PHOENIX speaks to the Spanish-born designer about multiculturalism, good design and his recent collaboration with British carpet manufacturer Brintons.
How did you get involved in the world of design?
For nearly ten years I worked as a model, travelling the world and living in global cities. This had a huge influence on me as a young man, introducing me to a variety of different cultures – but also placing me at the heart of the birth of globalisation. Though it was fun, I was feeling quite uninspired, so I left modelling to study at the London College of Communication.
I then did a Masters at the Royal College of Art; during my thesis study period I travelled to Shanghai (in 2006) and from there my fascination with the pixel began. I saw that this digital world growing so fast around us needed to be expressed in design around us. I began working with textiles, as I needed something which could combine the digital patterns with manual craftsmanship and texture.
Does your multicultural background influence your work?
I come from a multicultural family – my father is Peruvian and my mother is Catalan – and so that curiosity and interest in difference and community has always been part of my work. I am influenced so much by having travelled and worked so widely for so many years as a model (and now as a designer).
Ultimately my work is a response to the diversity and multiplicity that I myself have lived -how can design create harmony between man and his environment, between traditional crafts and digital innovations?
Do you have different approaches to creating artworks and designing commercial products?
My approach is always the same: to follow the idea and let that dictate everything else. Of course you have to be a businessman, there is a difference between creating something for people to contemplate in a gallery and something you want people to buy and use in their homes. But I don´t like to compromise the project.

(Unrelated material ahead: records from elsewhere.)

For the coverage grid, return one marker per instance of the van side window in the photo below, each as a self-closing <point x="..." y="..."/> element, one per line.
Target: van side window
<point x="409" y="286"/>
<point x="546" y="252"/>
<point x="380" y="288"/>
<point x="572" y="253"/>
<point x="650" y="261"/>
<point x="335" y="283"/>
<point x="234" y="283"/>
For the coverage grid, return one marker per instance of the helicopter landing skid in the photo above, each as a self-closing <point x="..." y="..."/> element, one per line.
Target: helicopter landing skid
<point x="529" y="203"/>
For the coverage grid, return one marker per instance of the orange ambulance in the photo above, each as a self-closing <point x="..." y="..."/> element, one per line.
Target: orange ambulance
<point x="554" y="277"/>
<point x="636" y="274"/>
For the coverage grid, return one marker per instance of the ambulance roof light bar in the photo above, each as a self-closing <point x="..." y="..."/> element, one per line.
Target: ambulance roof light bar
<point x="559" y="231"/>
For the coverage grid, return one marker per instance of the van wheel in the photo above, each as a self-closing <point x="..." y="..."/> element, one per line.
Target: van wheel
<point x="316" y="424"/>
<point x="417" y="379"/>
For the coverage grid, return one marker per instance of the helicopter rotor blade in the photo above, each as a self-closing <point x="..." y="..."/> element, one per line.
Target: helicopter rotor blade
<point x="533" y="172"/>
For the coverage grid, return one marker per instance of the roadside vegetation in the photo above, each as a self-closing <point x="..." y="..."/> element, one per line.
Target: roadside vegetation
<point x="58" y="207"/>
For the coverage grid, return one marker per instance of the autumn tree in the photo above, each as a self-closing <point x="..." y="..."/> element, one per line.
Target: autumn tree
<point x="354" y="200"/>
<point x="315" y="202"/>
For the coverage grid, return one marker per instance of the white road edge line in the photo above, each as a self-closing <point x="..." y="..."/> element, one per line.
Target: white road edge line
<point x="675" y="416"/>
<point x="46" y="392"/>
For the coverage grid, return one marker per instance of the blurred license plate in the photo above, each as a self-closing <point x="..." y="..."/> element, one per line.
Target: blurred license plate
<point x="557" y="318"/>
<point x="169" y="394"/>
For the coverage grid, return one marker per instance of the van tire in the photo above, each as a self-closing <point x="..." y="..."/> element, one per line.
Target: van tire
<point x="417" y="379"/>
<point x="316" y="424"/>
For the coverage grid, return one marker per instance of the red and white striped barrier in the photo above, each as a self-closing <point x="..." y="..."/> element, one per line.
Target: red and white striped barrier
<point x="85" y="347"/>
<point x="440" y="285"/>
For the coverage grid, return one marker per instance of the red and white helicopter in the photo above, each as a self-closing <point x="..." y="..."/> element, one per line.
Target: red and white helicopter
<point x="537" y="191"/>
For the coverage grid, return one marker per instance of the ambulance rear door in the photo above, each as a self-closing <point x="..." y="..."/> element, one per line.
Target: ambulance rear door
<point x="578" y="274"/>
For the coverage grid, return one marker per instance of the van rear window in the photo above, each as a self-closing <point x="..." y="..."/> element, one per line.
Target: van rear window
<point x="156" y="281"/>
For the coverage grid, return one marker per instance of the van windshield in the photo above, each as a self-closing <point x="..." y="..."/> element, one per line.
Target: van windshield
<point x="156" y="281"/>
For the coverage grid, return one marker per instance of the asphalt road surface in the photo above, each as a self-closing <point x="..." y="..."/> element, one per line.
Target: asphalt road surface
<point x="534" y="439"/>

A good design is a good design, and my focus is on form and color. We are a unique Company for putting such an emphasis on color and these repetitive yet subtle digital patterns; I think part of our appeal is that there isn´t really a line between the art approach and the commercial approach.
How has your background in science formed the way that you work?

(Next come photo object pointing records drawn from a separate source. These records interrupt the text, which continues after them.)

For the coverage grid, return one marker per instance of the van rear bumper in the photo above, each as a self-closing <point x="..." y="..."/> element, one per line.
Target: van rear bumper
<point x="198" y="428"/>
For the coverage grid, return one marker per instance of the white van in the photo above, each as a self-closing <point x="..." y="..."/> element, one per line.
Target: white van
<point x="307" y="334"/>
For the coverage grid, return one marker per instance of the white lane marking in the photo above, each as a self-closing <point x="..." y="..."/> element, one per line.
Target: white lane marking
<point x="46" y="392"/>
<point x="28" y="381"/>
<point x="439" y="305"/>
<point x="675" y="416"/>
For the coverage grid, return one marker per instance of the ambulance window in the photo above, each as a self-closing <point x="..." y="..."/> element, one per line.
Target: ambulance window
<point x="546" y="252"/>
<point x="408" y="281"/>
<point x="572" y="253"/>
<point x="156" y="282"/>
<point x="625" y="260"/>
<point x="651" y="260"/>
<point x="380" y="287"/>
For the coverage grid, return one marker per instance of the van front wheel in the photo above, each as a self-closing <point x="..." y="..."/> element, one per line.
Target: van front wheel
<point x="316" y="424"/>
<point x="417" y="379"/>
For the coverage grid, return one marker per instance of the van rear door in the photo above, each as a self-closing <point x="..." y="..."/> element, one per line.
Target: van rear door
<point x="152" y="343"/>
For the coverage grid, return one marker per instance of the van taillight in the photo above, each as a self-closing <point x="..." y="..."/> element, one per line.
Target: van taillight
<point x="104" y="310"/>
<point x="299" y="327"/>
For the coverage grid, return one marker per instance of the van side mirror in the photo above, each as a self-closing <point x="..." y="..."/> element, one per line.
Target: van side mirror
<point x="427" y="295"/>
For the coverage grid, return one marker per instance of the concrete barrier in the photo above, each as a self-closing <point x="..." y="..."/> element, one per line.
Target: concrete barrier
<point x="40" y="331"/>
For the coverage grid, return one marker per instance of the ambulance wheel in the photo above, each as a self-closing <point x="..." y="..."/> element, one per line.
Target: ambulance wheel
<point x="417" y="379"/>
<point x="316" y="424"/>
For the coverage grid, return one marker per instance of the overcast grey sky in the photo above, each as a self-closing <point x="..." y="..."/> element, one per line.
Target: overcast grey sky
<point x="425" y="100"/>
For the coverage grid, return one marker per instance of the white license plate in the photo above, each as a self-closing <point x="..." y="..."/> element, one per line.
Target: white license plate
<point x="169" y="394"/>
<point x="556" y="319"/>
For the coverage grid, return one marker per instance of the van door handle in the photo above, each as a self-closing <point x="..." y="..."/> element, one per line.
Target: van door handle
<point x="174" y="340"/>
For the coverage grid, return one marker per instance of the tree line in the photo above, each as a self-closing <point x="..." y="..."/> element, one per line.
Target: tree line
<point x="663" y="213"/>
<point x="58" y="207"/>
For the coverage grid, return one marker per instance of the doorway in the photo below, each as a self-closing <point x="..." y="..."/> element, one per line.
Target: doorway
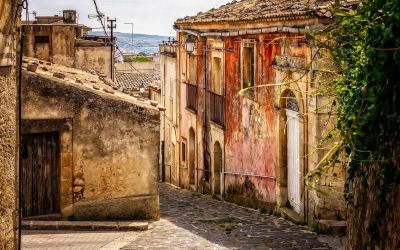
<point x="40" y="174"/>
<point x="192" y="155"/>
<point x="293" y="152"/>
<point x="217" y="168"/>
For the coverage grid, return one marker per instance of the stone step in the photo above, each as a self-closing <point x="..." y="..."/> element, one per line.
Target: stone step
<point x="290" y="214"/>
<point x="85" y="225"/>
<point x="332" y="227"/>
<point x="46" y="217"/>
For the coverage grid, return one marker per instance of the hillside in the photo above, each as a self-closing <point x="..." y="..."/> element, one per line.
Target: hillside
<point x="141" y="42"/>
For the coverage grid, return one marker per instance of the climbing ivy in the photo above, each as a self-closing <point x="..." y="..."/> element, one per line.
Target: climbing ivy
<point x="365" y="44"/>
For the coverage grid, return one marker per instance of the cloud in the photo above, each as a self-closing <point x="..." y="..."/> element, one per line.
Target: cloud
<point x="149" y="16"/>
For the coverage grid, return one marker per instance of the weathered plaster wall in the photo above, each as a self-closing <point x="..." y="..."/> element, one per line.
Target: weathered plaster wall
<point x="254" y="136"/>
<point x="110" y="154"/>
<point x="64" y="48"/>
<point x="193" y="119"/>
<point x="251" y="144"/>
<point x="9" y="133"/>
<point x="170" y="134"/>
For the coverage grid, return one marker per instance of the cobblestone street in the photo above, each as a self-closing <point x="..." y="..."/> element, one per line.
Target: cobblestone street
<point x="192" y="221"/>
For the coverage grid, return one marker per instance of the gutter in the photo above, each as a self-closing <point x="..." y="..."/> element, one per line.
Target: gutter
<point x="239" y="32"/>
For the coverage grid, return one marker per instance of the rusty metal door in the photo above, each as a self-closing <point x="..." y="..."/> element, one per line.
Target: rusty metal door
<point x="293" y="159"/>
<point x="40" y="174"/>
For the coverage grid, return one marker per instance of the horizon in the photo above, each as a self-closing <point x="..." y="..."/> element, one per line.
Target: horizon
<point x="153" y="17"/>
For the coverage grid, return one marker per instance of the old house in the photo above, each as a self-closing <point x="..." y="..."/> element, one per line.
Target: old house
<point x="249" y="127"/>
<point x="131" y="83"/>
<point x="170" y="118"/>
<point x="89" y="152"/>
<point x="61" y="40"/>
<point x="9" y="57"/>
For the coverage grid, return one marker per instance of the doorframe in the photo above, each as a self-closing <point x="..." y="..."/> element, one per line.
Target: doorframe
<point x="281" y="166"/>
<point x="291" y="114"/>
<point x="65" y="129"/>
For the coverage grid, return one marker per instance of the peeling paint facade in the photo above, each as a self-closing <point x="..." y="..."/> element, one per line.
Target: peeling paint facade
<point x="245" y="103"/>
<point x="106" y="143"/>
<point x="169" y="136"/>
<point x="64" y="43"/>
<point x="9" y="57"/>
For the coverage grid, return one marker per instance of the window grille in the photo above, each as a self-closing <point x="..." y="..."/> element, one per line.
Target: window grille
<point x="291" y="102"/>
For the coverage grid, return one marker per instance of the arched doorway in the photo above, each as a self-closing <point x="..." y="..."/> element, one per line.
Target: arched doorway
<point x="192" y="156"/>
<point x="217" y="168"/>
<point x="293" y="151"/>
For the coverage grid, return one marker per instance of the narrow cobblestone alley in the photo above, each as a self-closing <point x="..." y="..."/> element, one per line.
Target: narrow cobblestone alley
<point x="191" y="221"/>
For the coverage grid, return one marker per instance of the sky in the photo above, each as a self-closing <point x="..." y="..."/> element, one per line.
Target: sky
<point x="153" y="17"/>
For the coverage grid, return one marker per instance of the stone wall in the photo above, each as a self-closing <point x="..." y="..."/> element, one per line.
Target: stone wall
<point x="169" y="120"/>
<point x="109" y="148"/>
<point x="8" y="129"/>
<point x="64" y="48"/>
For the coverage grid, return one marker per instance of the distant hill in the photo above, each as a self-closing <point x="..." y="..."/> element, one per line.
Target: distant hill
<point x="141" y="42"/>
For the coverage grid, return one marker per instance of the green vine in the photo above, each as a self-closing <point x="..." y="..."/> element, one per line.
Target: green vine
<point x="366" y="50"/>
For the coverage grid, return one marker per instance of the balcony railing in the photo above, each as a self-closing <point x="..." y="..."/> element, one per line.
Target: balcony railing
<point x="191" y="97"/>
<point x="217" y="108"/>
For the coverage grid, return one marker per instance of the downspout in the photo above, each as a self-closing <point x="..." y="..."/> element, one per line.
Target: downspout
<point x="306" y="194"/>
<point x="205" y="127"/>
<point x="20" y="137"/>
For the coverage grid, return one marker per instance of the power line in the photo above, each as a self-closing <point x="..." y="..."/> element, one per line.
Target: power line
<point x="99" y="14"/>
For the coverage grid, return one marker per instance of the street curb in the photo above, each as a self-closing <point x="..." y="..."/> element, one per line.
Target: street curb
<point x="85" y="225"/>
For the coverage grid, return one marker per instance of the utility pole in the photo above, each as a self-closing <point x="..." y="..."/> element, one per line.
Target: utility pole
<point x="132" y="24"/>
<point x="112" y="26"/>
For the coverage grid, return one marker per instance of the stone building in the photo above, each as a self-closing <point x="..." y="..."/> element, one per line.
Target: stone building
<point x="249" y="127"/>
<point x="9" y="57"/>
<point x="170" y="118"/>
<point x="61" y="40"/>
<point x="92" y="150"/>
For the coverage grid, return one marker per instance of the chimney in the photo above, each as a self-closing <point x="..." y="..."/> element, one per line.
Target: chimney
<point x="69" y="16"/>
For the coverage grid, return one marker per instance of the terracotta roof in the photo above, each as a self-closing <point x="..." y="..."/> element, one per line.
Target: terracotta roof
<point x="132" y="81"/>
<point x="268" y="10"/>
<point x="88" y="81"/>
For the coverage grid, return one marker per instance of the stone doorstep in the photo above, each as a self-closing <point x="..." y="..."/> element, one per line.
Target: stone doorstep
<point x="333" y="227"/>
<point x="85" y="225"/>
<point x="290" y="214"/>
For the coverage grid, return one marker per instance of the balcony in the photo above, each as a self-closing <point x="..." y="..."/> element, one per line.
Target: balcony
<point x="217" y="108"/>
<point x="191" y="97"/>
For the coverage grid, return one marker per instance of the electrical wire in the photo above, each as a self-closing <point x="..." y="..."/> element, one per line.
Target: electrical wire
<point x="99" y="14"/>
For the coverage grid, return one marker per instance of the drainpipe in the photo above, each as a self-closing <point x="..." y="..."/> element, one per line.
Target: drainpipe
<point x="205" y="122"/>
<point x="306" y="195"/>
<point x="20" y="138"/>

As a biology student I was fascinated by the microscope and the way in which it enabled me to magnify an object to break it down into its smallest parts. I still use this microscopic approach now every time I make a new design.
I take a photo, such as photos of a particular world city (as is the case with our Bitmap blankets), and then I begin to magnify it until the pixels – its tiny square digital components – become visible. Then I take that pattern and begin to manipulate it further, changing colours and altering the image until the design is made.
So though the biological studies did not last, the practice of magnifying did and to this day, breaking down patterns and images into their infinitesimal components remains at the core of my work.
What inspired the rugs that you designed in collaboration with Brintons?
Brintons and I first collaborated on the WOOL HOUSE 2013 event, run by Campaign for Wool at Somerset House. I desgined a 100-foot carpet, The Infinity Runner, for the West Wing. We really had a great connection so we talked more about continuing to collaborate after Wool House.
I visited Brintons´ factory in Kidderminster and that´s where the idea came from. I was inspired by the contemporary relevance of the antique fabrics and design papers in Brintons’ archive, the rugs engage with squares and colours to repeat, reproduce and build creative new patterns from unique formal prototypes. Brintons had also recently acquired High Definition Weave looms, which are incredibly state of the art machines that are capable of weaving digital, photo-realist patterns using wool.